579 views Asked by At

I'm using Rails with Nokogiri. I have some heavy scraping tasks that I would like to execute in the background with Sidekiq.

The problem is, I followed the three steps mentioned on sidekiq.org but nothing happened. What am I missing?

What follows is one of my scrapes without using Sidekiq, which works fine, but the main problem is, a couple of scrapes like this makes the page loads very slowly.

#my controller
doc = Nokogiri::HTML(open("http://www.example.com"))
@head = {}
doc.xpath('//div[5]/h3/a').each do |link|
@head[link.text.strip] = link['href']
end

#my view
<% if @head %>
<% @head.each do |key, value| %>
<a href="<%= "#{value}" %>" target='_blank'><%= "#{key}" %></a><% end %>
<% end %>

What follows is my attempt to use Sidekiq:

#my controller
class HomeController < ApplicationController
HardWorker.index_async('index', 1)
end

#my hard_worker
class HardWorker
include Sidekiq::Worker
def index
doc = Nokogiri::HTML(open("http://www.example.com"))
@head = {}
doc.xpath('//div[5]/h3/a').each do |link|
@head[link.text.strip] = link['href']
end
end

#my view
the same
1

There are 1 answers

0
the Tin Man On BEST ANSWER

If you're on a *nix host, I'd recommend running a separate, non-Rails Ruby script that is allowed to talk to the database and update a summary table containing the information you need to return to clients. There is no reason to have it run inside Rails or even to load the Rails stack.

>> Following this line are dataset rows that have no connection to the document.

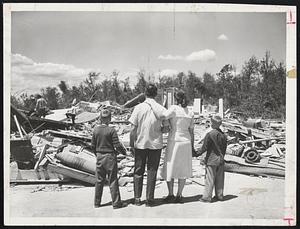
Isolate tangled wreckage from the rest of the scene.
[10,95,286,189]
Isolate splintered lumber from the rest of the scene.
[48,130,92,142]
[47,163,96,185]
[10,168,68,184]
[14,115,24,138]
[34,144,49,170]
[240,137,285,144]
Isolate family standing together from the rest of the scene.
[92,84,227,208]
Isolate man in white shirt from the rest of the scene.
[129,84,166,207]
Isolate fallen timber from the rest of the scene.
[11,105,73,132]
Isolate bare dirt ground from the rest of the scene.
[9,173,284,223]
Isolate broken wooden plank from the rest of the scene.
[34,144,49,170]
[14,115,24,138]
[47,164,96,185]
[10,168,68,183]
[239,137,285,144]
[48,130,92,142]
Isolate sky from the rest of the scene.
[11,11,286,93]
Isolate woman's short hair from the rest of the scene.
[174,90,188,107]
[145,83,157,98]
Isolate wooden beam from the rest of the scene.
[239,137,285,144]
[47,163,96,185]
[14,115,24,138]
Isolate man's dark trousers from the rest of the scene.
[94,153,121,206]
[134,149,161,200]
[202,163,225,201]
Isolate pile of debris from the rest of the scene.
[11,101,286,188]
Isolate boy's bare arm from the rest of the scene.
[112,130,126,154]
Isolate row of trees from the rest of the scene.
[11,52,286,118]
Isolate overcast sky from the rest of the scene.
[11,12,286,93]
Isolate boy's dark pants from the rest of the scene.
[94,153,121,206]
[133,149,161,200]
[202,163,224,201]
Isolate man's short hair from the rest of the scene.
[145,83,157,98]
[100,109,111,119]
[211,115,222,126]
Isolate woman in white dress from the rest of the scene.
[152,91,194,203]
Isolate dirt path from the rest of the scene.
[9,173,284,224]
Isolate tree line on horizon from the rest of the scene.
[11,51,286,119]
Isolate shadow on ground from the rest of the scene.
[101,195,238,207]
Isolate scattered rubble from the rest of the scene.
[10,100,286,188]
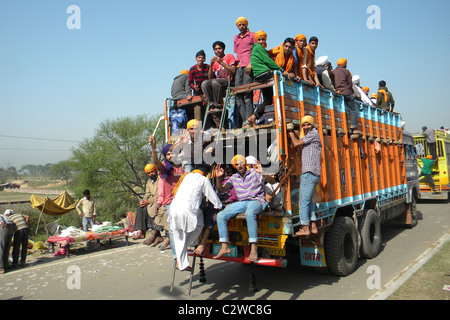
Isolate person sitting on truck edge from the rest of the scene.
[189,50,209,96]
[170,70,192,102]
[171,119,214,172]
[148,135,184,250]
[233,17,256,127]
[294,33,307,81]
[419,155,439,191]
[333,58,363,136]
[247,30,288,127]
[194,165,237,256]
[213,155,265,262]
[268,38,298,81]
[299,37,323,88]
[169,166,222,271]
[289,116,322,236]
[202,41,236,111]
[377,80,395,112]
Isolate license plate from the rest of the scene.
[213,244,237,258]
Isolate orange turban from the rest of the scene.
[337,58,347,66]
[231,154,247,169]
[268,43,295,72]
[186,119,200,129]
[236,17,248,27]
[294,33,306,41]
[255,30,267,41]
[144,163,157,174]
[300,116,316,139]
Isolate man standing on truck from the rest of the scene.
[233,17,256,126]
[333,58,363,136]
[214,155,265,262]
[422,126,437,160]
[289,116,322,236]
[169,166,222,271]
[419,155,439,191]
[202,41,236,111]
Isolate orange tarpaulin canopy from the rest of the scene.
[30,191,78,216]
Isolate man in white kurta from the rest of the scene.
[169,170,222,270]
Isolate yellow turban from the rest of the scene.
[186,119,200,129]
[144,163,157,173]
[231,154,247,169]
[337,58,347,66]
[300,116,316,139]
[255,30,267,41]
[236,17,248,27]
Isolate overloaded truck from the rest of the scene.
[165,71,420,284]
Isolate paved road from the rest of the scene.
[0,199,450,301]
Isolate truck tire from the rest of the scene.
[359,209,381,259]
[325,217,358,276]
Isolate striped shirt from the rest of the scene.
[226,169,265,204]
[302,128,322,177]
[9,213,28,230]
[189,64,209,93]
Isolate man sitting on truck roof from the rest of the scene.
[247,30,288,127]
[214,155,265,262]
[333,58,363,136]
[299,37,323,88]
[202,41,236,111]
[289,116,322,236]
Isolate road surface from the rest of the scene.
[0,202,450,303]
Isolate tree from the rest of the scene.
[71,115,164,220]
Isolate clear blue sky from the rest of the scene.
[0,0,450,169]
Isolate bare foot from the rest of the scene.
[194,244,205,256]
[213,245,231,259]
[247,114,256,127]
[150,237,164,247]
[248,243,258,262]
[295,226,310,237]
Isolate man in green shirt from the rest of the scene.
[419,155,437,191]
[244,31,288,127]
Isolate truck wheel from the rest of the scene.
[359,209,381,259]
[325,217,358,276]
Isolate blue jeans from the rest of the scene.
[217,200,262,243]
[299,172,320,226]
[344,93,359,130]
[82,217,93,232]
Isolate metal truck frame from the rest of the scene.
[165,72,420,280]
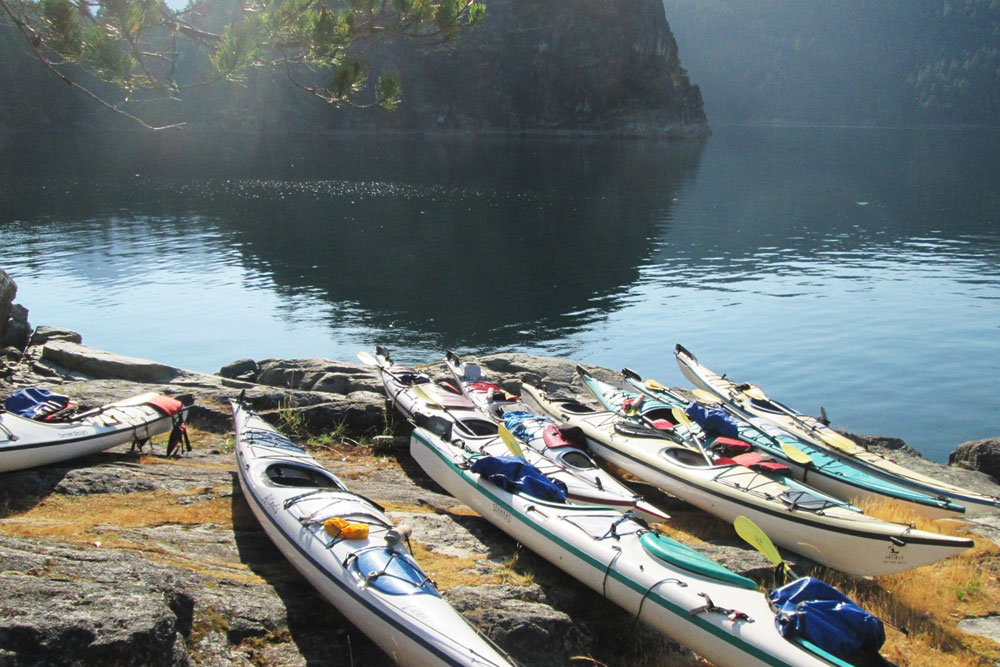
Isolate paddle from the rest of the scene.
[743,383,859,454]
[410,384,476,436]
[670,408,715,466]
[497,424,524,459]
[691,389,812,465]
[358,350,382,367]
[691,389,722,405]
[781,442,812,465]
[733,514,798,579]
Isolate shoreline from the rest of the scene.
[0,328,1000,667]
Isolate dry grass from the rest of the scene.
[0,489,233,548]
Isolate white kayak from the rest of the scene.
[675,345,1000,516]
[444,350,520,417]
[232,401,511,665]
[0,392,186,472]
[600,369,965,519]
[521,385,973,576]
[359,348,670,522]
[410,427,872,667]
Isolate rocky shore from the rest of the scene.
[0,272,1000,666]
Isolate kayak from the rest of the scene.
[410,427,872,667]
[361,348,670,521]
[600,369,965,519]
[445,350,518,417]
[675,345,1000,516]
[0,392,187,472]
[232,401,511,665]
[358,347,480,420]
[521,384,973,576]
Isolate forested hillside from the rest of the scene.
[0,0,707,136]
[664,0,1000,125]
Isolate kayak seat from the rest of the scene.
[542,424,573,449]
[712,436,753,456]
[732,452,791,473]
[754,461,792,473]
[462,364,483,382]
[732,452,764,468]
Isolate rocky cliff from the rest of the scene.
[340,0,706,134]
[0,0,708,136]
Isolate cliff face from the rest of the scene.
[370,0,706,133]
[0,0,707,135]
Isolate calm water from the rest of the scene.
[0,128,1000,460]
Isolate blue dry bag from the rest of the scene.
[3,387,69,419]
[767,577,885,660]
[469,456,566,502]
[684,403,740,438]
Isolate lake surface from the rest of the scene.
[0,127,1000,460]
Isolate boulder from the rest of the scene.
[29,325,83,345]
[42,340,191,384]
[0,303,31,350]
[0,537,193,667]
[948,438,1000,482]
[219,359,260,382]
[0,269,17,344]
[255,359,382,394]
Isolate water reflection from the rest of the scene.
[0,133,701,358]
[0,128,1000,459]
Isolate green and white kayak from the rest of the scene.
[584,371,964,519]
[521,384,973,576]
[232,401,511,667]
[410,427,864,667]
[675,345,1000,518]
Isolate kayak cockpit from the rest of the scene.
[264,461,347,491]
[351,547,440,597]
[459,417,499,436]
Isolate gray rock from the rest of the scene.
[958,615,1000,644]
[845,433,1000,496]
[29,325,83,345]
[219,359,258,382]
[42,340,190,384]
[256,359,382,394]
[0,268,17,346]
[0,537,194,665]
[0,303,31,350]
[948,438,1000,482]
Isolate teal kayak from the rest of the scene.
[584,369,965,519]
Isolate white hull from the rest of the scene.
[0,393,186,472]
[445,352,670,522]
[377,356,670,521]
[233,404,510,667]
[676,348,1000,518]
[410,428,831,667]
[522,386,973,576]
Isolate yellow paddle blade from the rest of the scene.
[410,384,443,409]
[645,379,666,391]
[691,389,722,404]
[817,429,861,454]
[497,424,524,459]
[625,396,646,417]
[733,514,785,565]
[781,442,812,465]
[670,408,691,431]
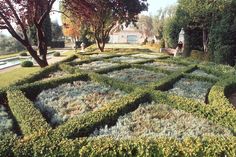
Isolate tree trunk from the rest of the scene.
[27,45,48,68]
[202,28,208,53]
[36,25,48,67]
[95,37,106,52]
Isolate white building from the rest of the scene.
[109,24,145,44]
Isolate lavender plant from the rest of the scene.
[35,81,126,125]
[191,69,217,78]
[131,53,161,59]
[105,68,167,85]
[91,102,233,140]
[77,61,119,70]
[144,62,185,71]
[42,71,69,80]
[168,78,213,102]
[110,56,146,63]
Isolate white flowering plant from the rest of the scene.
[168,78,213,102]
[35,81,126,125]
[88,53,112,59]
[105,68,167,85]
[91,102,233,140]
[131,53,162,59]
[42,70,69,80]
[144,62,185,71]
[109,56,147,63]
[76,61,119,70]
[191,69,217,78]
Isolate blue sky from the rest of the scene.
[148,0,177,15]
[51,0,177,23]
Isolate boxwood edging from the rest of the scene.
[152,91,236,135]
[8,134,236,157]
[208,75,236,108]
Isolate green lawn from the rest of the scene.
[0,67,40,88]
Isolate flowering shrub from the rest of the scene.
[42,71,69,80]
[110,56,146,63]
[77,61,119,70]
[131,53,161,59]
[106,68,167,85]
[168,78,213,102]
[144,62,185,71]
[191,69,217,78]
[0,105,13,135]
[35,81,125,125]
[91,102,233,139]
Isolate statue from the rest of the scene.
[80,42,85,52]
[174,28,185,57]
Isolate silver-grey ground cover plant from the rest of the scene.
[42,71,69,80]
[0,104,13,135]
[131,53,161,59]
[35,81,126,125]
[144,62,185,71]
[110,56,146,63]
[77,61,119,70]
[105,68,167,85]
[191,69,217,78]
[91,102,232,139]
[168,78,213,102]
[89,54,111,59]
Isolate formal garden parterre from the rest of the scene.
[0,50,236,156]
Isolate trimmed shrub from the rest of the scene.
[21,61,34,67]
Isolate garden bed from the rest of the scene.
[191,69,217,79]
[131,53,162,59]
[0,105,13,136]
[105,68,167,85]
[168,78,213,102]
[89,54,112,59]
[109,56,147,63]
[42,70,69,81]
[35,81,126,126]
[76,61,119,70]
[144,62,186,71]
[91,102,233,140]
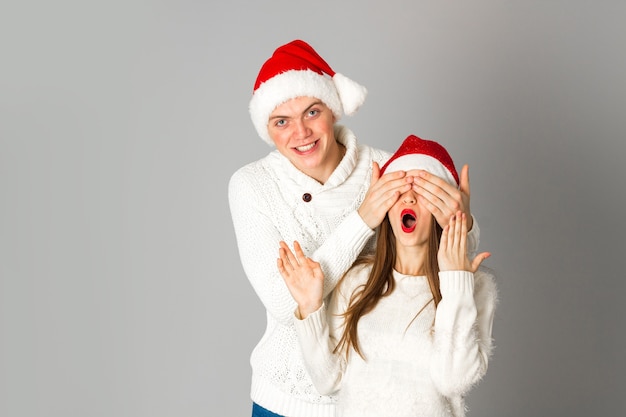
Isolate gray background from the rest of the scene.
[0,0,626,417]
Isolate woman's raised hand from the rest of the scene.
[277,241,324,319]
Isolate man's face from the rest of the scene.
[267,97,342,183]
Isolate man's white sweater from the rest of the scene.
[229,126,479,417]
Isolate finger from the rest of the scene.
[276,258,291,281]
[370,161,380,187]
[439,221,450,252]
[459,211,467,254]
[278,248,293,273]
[280,242,298,268]
[454,211,465,245]
[293,240,307,264]
[459,164,470,195]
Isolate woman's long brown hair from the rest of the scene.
[334,216,442,358]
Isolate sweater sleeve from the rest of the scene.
[430,271,496,397]
[295,304,345,395]
[294,268,363,395]
[228,167,296,323]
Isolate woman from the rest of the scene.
[229,40,479,417]
[278,136,496,417]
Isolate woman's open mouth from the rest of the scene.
[294,140,318,153]
[400,209,417,233]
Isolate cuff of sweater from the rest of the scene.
[439,271,474,297]
[294,304,326,335]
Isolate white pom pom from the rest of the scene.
[333,72,367,115]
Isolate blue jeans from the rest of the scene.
[252,403,284,417]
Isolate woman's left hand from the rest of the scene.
[407,165,473,230]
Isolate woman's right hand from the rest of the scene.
[357,162,413,230]
[277,241,324,319]
[437,211,491,272]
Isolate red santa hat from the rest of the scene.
[249,40,367,145]
[380,135,459,187]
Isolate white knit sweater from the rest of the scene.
[229,126,479,417]
[295,266,496,417]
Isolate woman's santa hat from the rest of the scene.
[249,40,367,145]
[380,135,459,187]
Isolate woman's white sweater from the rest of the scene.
[228,126,479,417]
[295,266,496,417]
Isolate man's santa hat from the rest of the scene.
[380,135,459,187]
[249,40,367,145]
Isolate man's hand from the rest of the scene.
[358,162,413,229]
[407,165,473,230]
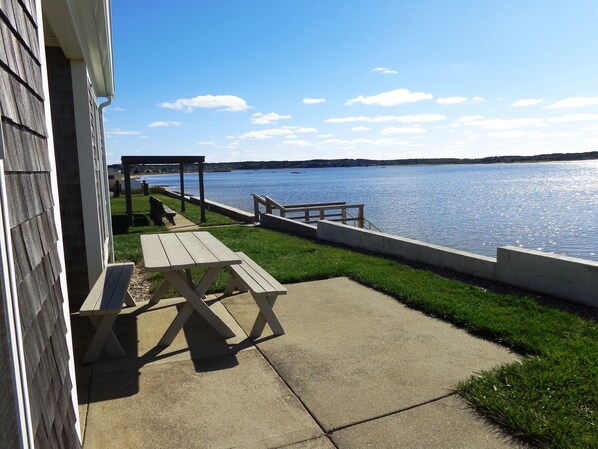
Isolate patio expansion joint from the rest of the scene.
[225,300,338,448]
[325,392,458,436]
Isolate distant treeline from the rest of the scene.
[205,151,598,171]
[110,151,598,173]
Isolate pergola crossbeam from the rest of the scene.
[121,156,206,223]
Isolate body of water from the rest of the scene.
[142,161,598,260]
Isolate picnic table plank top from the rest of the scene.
[141,232,241,271]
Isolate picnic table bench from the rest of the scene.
[149,196,176,225]
[79,262,135,363]
[224,252,287,337]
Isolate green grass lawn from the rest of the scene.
[110,193,236,236]
[114,206,598,448]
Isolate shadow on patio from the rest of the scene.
[74,278,517,449]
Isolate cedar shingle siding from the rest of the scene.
[0,0,80,448]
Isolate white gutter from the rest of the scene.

You can use rails runner to run Ruby code:

runner runs Ruby code in the context of Rails non-interactively.

The code will have access to Active Record and will be able to use all the same Rails-like configuration and methods, it just won't load the web-side of the stack, making it much lighter-weight and faster to load.

Use cron to periodically fire off that separate Ruby script, loop through a table, or YAML file, containing the URLs to process and then insert the results.